6. Analysis: Information Diversity and Fine-Grained Preservation

Feature entropy and similarity metrics indicate that patch and grid masks increase entropy by approximately 0.92 (random: 0.61), with patch masking delivering the best balance between diversity and feature reliability. Grad-CAM and feature visualization indicate that MaskAnyNet enhances attention on object boundaries, suppresses background distraction, and preserves spatially fine-grained features in both shallow and deep network layers (Hong et al., 16 Nov 2025).

ToST’s protocol modifications improve gradient flow (activation sparsity reduced from ~39% to 0.3%), flatten the loss landscape (lower top Hessian eigenvalues), and retain useful initializations (due to batch normalization absorbing scale changes). Label smoothing reduces logit overconfidence, enhancing calibration, especially in highly sparse networks (Jaiswal et al., 2022).

7. Limitations, Applications, and Future Directions

While MaskAnyNet’s dual-branch reuse offers systematic performance gains with minimal computational overhead (+5–7% parameters), limitations include marginal improvements at very low sparsity for sparse networks, and reliance on appropriate schedule tuning for ghost elements. Potential failure modes involve abrupt protocol changes mid-training. Extending sparse-protocol advances to transformer-based models may necessitate additional tuning.

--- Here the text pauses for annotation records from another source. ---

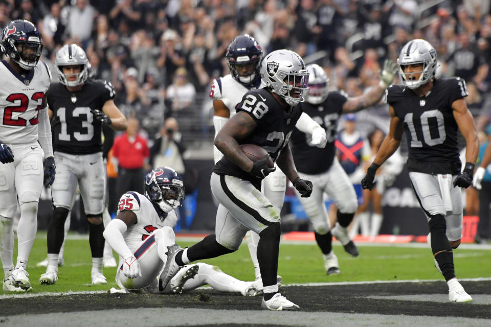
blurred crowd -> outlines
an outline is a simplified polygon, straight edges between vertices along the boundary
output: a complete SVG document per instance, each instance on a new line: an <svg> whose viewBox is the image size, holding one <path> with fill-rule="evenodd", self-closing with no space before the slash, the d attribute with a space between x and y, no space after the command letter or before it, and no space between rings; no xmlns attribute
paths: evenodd
<svg viewBox="0 0 491 327"><path fill-rule="evenodd" d="M486 104L491 101L490 2L0 0L0 23L24 18L36 24L48 62L62 44L80 44L95 76L113 83L117 105L138 120L141 132L150 140L169 116L180 122L190 117L201 121L198 128L182 128L183 133L212 129L210 86L228 73L227 48L246 33L265 53L289 49L307 63L321 64L330 87L350 96L378 82L374 77L384 59L396 61L407 41L424 38L438 52L438 75L467 82L468 105L476 116L481 113L478 128L484 131L491 114ZM386 131L383 106L361 116L359 121L372 129L380 125ZM370 126L363 125L368 134Z"/></svg>

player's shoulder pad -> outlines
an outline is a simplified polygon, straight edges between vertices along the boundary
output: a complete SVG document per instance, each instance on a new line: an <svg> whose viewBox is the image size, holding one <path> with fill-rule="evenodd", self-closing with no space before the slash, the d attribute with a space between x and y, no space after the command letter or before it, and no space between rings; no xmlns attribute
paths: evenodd
<svg viewBox="0 0 491 327"><path fill-rule="evenodd" d="M210 97L214 100L221 100L223 98L222 82L221 77L213 80L213 83L211 85L211 89L210 90Z"/></svg>
<svg viewBox="0 0 491 327"><path fill-rule="evenodd" d="M110 99L114 99L116 96L116 90L113 83L109 81L90 80L88 83L92 83L99 92L105 95Z"/></svg>
<svg viewBox="0 0 491 327"><path fill-rule="evenodd" d="M133 192L127 192L121 196L118 204L118 209L120 212L123 210L128 211L138 211L141 207L141 201L138 193Z"/></svg>
<svg viewBox="0 0 491 327"><path fill-rule="evenodd" d="M51 71L50 70L50 67L48 67L46 63L42 60L39 60L37 63L37 65L39 66L41 71L42 72L43 74L48 75L48 80L51 84L51 81L53 81L53 75L51 75Z"/></svg>

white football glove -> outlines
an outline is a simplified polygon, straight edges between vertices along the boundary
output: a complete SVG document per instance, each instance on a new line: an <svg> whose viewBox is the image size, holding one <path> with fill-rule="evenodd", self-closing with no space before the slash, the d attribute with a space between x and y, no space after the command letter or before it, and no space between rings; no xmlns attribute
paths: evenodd
<svg viewBox="0 0 491 327"><path fill-rule="evenodd" d="M384 62L384 69L378 72L380 82L378 85L382 88L387 88L392 84L395 75L397 74L397 65L390 59L386 59Z"/></svg>
<svg viewBox="0 0 491 327"><path fill-rule="evenodd" d="M326 130L320 126L312 130L312 138L310 144L318 148L324 148L327 143L327 137L326 136Z"/></svg>
<svg viewBox="0 0 491 327"><path fill-rule="evenodd" d="M474 173L474 178L472 179L472 185L478 190L481 190L482 185L481 185L481 182L484 177L484 174L486 173L486 169L484 167L478 167Z"/></svg>
<svg viewBox="0 0 491 327"><path fill-rule="evenodd" d="M134 256L128 256L123 263L123 274L128 278L136 278L142 276L140 264Z"/></svg>

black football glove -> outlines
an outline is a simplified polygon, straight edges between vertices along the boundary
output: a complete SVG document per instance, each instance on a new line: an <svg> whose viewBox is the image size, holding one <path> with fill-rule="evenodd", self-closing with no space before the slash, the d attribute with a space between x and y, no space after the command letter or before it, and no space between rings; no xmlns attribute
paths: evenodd
<svg viewBox="0 0 491 327"><path fill-rule="evenodd" d="M464 171L457 176L454 181L454 187L459 186L467 189L472 184L472 175L474 173L474 164L465 162Z"/></svg>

Applications include fine-grained image classification (e.g., medical imaging, biodiversity), robust object detection and segmentation under occlusion, and any supervised vision task where global-local feature fusion is critical. MaskAnyNet (ToST) provides a universal, zero-inference-overhead method enhancing the trainability of any fixed sparse mask. Both lines demonstrate that reframing masked-out content as an auxiliary source of semantic diversity measurably improves deep learning model generalization (Hong et al., 16 Nov 2025, Jaiswal et al., 2022).